From: JR (jr@qsm.co.il)
Date: Fri Nov 18 2005 - 09:30:17 CST
> -----Original Message-----
> From: unicode-bounce@unicode.org
> [mailto:unicode-bounce@unicode.org] On Behalf Of Neil Harris
> Sent: Friday, November 18, 2005 4:14 PM
> To: Mark Davis
> Cc: Michael Everson; Unicode Discussion
> Subject: Re: Hebrew script in IDN (was Exemplar Characters)
>
>
> Mark Davis wrote:
> > It is not that clear-cut. Identifiers by their nature
> cannot include
> > all words and phrases valid in all languages.
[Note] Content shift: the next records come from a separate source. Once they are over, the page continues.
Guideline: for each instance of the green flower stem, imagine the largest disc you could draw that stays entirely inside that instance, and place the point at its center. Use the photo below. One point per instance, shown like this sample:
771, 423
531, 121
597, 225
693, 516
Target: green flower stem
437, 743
For IDN, for example,
> > one can't express the perfectly reasonable English word
> "can't", or a
> > word like "I.B.M.".
> >
> > I did introduce a proposal in March for considering the
> status of some
> > word characters, which turned into a discussion into the UTC of
> > whether to add certain items to the identifier definition.
> >
> > http://www.unicode.org/L2/L2005/05083-wordprops.txt
> >
> > (I'll copy that section here for those without access:
> >
> > 0027 ; # Po APOSTROPHE
> > 002D ; # Pd HYPHEN-MINUS
> > 002E ; # Po FULL STOP
> > 003A ; # Po COLON
> > 00B7 ; # Po MIDDLE DOT
> > 058A ; # Pd ARMENIAN HYPHEN
> > 05F3 ; # Po HEBREW PUNCTUATION GERESH
> > 05F4 ; # Po HEBREW PUNCTUATION GERSHAYIM
> > 200C ; # Cf ZERO WIDTH NON-JOINER // for Indic?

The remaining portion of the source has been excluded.